Interesting, Pepijn Bruienne is looking at new Apple firmware, and how it uses Intel ME.
So it seems I was mistaken in thinking that Apple ships all Macs with Intel ME disabled? A number of recent models actually do have an ME payload in the EFI capsule, seemingly functional. Who knows more about this? pic.twitter.com/Mu3Xx3Acb8
— Pepijn Bruienne πΆπ²π§π΄ (@bruienne) December 13, 2017
Interestingly the J137.im4p/MacEFI payload that ostensibly will live inside the T2 still has an ME region, version went from 11.6 in 10.13 DR1 to 11.10 in the bridgeOS 2 payload from November.

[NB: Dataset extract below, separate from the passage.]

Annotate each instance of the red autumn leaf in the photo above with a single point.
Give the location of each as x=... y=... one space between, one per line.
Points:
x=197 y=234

— Pepijn Bruienne πΆπ²π§π΄ (@bruienne) December 15, 2017
This tells me:
– Even though full secure boot mode is (still) optional, the T2 is now the first thing that boots, not EFI
– Bricking a Mac due to a bad EFI update is impossible
– This is the new normal. Start thinking about adjusting your #macadmins procedures accordingly. https://t.co/zRv8cbvILV— Pepijn Bruienne πΆπ²π§π΄ (@bruienne) December 15, 2017
Also interesting is that the only file the various ME unpacking tools can't decompress is "pavp_mod" since it's encrypted. PAVP is Intel's protected A/V path used for DRM purposes.